The retry defaults: enabled: true, maxRetries: 10, baseDelayMs: 500, maxDelayMs: 300000 (5 min), modelFallback: true, fallbackChains: {}. omp retries on 429/500/502/503/504, overloaded/rate-limit/usage-limit/too-many-requests, network/socket/timeout failures, and classifier refusals. Backoff is exponential with jitter (75–100% of nominal): 500ms, 1s, 2s, 4s, then 8s capped — though a provider's retry-after header can extend the wait up to maxDelayMs. On a credential or model-fallback switch the delay is forced to 0 for an immediate retry.

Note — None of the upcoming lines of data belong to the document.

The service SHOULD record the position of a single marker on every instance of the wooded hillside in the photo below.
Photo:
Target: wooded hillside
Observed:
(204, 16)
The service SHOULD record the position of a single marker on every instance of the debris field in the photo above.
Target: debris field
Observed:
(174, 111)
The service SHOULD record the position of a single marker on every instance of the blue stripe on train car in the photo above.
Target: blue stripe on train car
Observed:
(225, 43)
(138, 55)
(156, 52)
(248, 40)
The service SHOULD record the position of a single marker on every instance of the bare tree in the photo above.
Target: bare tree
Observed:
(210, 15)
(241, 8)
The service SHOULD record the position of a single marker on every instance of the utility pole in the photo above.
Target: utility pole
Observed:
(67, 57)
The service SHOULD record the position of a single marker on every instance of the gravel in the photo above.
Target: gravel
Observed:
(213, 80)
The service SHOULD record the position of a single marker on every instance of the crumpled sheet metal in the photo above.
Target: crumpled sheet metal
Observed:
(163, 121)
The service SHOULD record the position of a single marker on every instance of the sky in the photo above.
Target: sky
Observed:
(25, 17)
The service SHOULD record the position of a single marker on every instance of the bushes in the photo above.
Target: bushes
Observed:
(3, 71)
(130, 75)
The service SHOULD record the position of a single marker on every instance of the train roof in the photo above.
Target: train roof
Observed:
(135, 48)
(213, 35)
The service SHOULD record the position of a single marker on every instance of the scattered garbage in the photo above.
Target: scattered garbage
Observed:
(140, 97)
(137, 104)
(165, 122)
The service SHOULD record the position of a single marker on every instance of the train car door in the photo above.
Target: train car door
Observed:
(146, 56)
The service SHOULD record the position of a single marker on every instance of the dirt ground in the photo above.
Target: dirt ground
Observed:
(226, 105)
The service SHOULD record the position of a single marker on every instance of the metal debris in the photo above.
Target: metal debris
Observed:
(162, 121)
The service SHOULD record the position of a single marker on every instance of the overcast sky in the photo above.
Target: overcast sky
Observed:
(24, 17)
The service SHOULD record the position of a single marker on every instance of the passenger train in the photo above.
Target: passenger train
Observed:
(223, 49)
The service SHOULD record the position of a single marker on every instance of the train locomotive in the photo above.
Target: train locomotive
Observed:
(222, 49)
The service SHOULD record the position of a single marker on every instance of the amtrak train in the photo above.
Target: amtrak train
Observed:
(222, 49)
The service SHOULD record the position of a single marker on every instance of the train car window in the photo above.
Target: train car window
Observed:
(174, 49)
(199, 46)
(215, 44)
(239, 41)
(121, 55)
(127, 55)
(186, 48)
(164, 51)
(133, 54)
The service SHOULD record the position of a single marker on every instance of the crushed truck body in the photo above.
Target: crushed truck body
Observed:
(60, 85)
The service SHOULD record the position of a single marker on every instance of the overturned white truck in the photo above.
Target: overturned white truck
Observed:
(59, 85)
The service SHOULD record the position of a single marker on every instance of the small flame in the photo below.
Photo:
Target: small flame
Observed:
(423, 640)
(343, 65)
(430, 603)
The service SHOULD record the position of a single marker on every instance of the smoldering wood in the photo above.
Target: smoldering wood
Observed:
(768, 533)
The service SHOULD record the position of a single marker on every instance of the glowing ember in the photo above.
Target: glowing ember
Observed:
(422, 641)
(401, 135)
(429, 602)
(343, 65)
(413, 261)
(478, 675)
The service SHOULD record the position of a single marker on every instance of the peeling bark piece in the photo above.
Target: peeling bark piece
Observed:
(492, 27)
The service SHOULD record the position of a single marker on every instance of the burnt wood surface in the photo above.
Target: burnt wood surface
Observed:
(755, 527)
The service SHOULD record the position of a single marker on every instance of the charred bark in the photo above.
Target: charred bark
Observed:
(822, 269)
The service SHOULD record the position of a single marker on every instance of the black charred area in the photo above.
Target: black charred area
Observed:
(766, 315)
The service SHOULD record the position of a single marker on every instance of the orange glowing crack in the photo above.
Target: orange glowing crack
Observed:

One distinction worth burning into memory: fallback chains handle rate limits, not context overflow. Context-overflow errors are excluded from retry classification. When you blow past the window, omp recovers via context promotion (contextPromotionTarget, jumping to a larger-context sibling) or auto-compaction. If you're seeing context errors and expecting your fallback chain to catch them, it won't — that's by design.
Bottom line
Set up omp once and stop babysitting flags. Declare custom and proxied providers in ~/.omp/agent/models.yml with command-resolved secrets so no keys land in plaintext. Bind roles to models in settings — a cheap smol for fan-out, a :high slow for the hard turns, a frontier default. Let local runtimes auto-discover, and configure vLLM as a generic OpenAI-compatible provider with the right compat flags. Then add retry.fallbackChains per role so a 429 rotates to the next model instead of killing your turn — while remembering that context overflow is a separate path through promotion and compaction. Get that topology right and the agent routes by intent: the right model, at the right cost, even when your primary provider is having a bad day.